As scRNA-seq has become a well-established method for dissecting cellular heterogeneity in complex tissues, the associated computational tools necessary for analyzing singlecell transcriptomic data continue to be designed and developed. As of November 2018, 325 tools have been deposited at the scRNA-tools database (www.scRNA-tools.org), and the number of tools being added is growing exponentially (Zappia et al., 2018). Compared with the analysis of bulk RNA-seq, scRNA-seq data analysis has several unique features. First, the gene-by-cell count matrix is very sparse owing to inefficient capture rates of mRNA molecules and low sequencing depth per cell, which results in higher technical variability in gene expression across cells. Second, tens of thousands of single cells are analyzed in a typical single-cell experiment, whereas the number of samples in bulk RNAseq is usually three per condition, highlighting the importance of computational efficiency in tools for analyzing scRNA-seq data. Third, since the type and state of each cell are generally unknown, the expectation is that such information will be inferred from scRNA-seq data through unsupervised analysis, such as visualization and cell type identification. However, for bulk RNA-seq data, in which the class label of each sample is known a priori, genes that are differentially expressed between classes are usually identified through supervised analysis and hypothesis testing. Finally, there are single-cell– specific biological questions that cannot be addressed by bulk-level analysis. For example, it is possible to infer how individual tissue stem cells differentiate into multiple lineages during tissue homeostasis by estimating the ordering of cells along differentiation trajectories from a mixture of cells with heterogeneous differentiation states. The workflow of scRNA-seq data analysis includes four steps: data generation, data preprocessing, exploratory analysis, and heterogeneity analysis (Fig. 1).

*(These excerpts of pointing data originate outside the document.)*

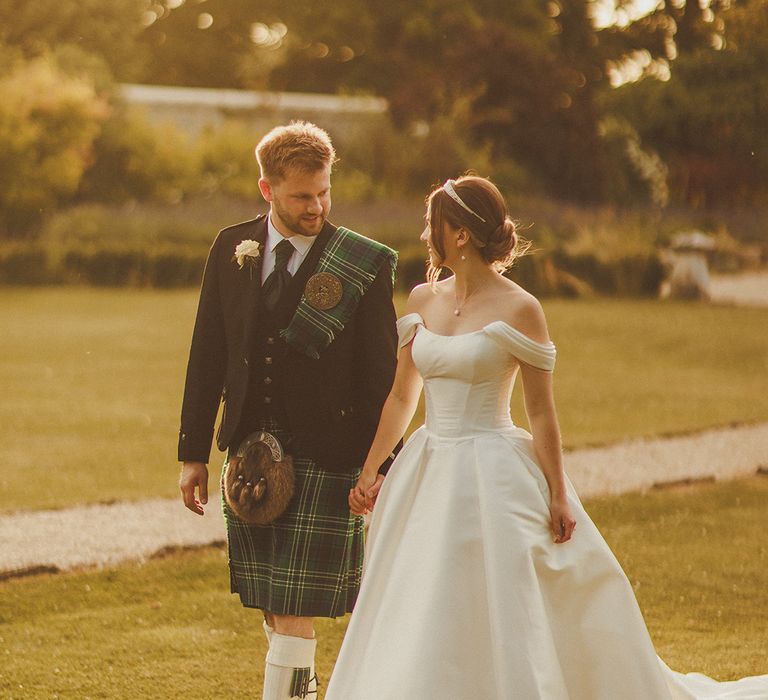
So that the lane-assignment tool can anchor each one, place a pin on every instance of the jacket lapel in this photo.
(253, 287)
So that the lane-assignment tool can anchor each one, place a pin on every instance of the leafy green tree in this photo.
(48, 123)
(104, 28)
(708, 120)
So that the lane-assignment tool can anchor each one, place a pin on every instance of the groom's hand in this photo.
(194, 475)
(373, 492)
(359, 501)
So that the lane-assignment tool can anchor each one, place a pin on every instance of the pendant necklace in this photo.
(457, 309)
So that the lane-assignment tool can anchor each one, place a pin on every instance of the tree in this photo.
(48, 122)
(107, 29)
(708, 120)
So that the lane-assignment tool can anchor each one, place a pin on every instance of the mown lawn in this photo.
(170, 629)
(92, 381)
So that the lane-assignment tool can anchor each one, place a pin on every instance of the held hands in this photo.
(194, 475)
(563, 522)
(363, 496)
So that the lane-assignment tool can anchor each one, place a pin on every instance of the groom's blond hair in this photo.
(300, 146)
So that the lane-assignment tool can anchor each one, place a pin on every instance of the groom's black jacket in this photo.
(332, 404)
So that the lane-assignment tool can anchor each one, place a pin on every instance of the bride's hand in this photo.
(363, 495)
(563, 522)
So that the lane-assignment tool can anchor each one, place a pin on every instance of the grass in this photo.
(93, 378)
(168, 628)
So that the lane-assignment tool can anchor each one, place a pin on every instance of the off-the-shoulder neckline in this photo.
(479, 330)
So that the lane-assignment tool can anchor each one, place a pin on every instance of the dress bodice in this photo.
(468, 378)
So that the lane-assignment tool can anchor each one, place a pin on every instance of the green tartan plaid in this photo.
(309, 561)
(355, 260)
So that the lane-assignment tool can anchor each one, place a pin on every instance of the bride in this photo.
(484, 577)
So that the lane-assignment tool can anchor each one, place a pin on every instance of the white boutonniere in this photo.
(247, 252)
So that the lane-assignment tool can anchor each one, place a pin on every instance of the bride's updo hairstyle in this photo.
(476, 205)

E1BJB7_2019_v42n3_189_f0001.png 이미지

Fig. 1. Computational workflow for analyzing scRNA-seq data.

Data generation: generating a count matrix

The basic pipeline for generating a gene-by-cell count matrix from high-throughput scRNA-seq data consists of four common steps: barcode processing, read mapping, gene counting, and cell filtering. Several tools have been developed for this purpose, including Cell Ranger (Zheng et al., 2017a), UMI-tools (Smith et al., 2017), umis (Svensson et al., 2017), ESAT (Derr et al., 2016), dropEst (Petukhov et al., 2018), scPipe (Tian et al., 2018) and zUMIs (Parekh et al., 2018). In the first step (barcode processing), we reformat each read pair in paired-end FASTQ files by trimming the CB and UMI from one read and adding this information to the sequence identifier line of the other read in the pair. Sequencing errors introduced into CBs and UMIs can optionally be corrected by filtering out read pairs with low-quality CBs and UMIs according to Phred quality scores. The reformatted reads are then mapped to the genome or transcriptome using any of the popular aligners developed for bulk RNAseq data. Exon mapped reads from output BAM files are assigned to genes by a gene annotation GTF file and demultiplexed by CBs. For single-nuclei RNA-seq data, in which precursor mRNAs are abundant, both exon and intron mapped reads can be considered in gene counting to improve the number of detected genes (Parekh et al., 2018). PCR duplicates are removed by collapsing reads that are assigned to the same gene and share an identical UMI. Optionally, both sequencing and amplification errors in UMI sequences can be accounted for by collapsing UMIs if their edit distance is small and one UMI has a much higher read count than others. UMI-tools (Smith et al., 2017) uses a more elaborate method for UMI collapsing. It constructs UMI networks in which each node is labeled with a UMI sequence and read count, and two nodes are connected if their edit distance is 1. UMI collapsing is done by detecting modules in UMI networks based on adjacency and read counts.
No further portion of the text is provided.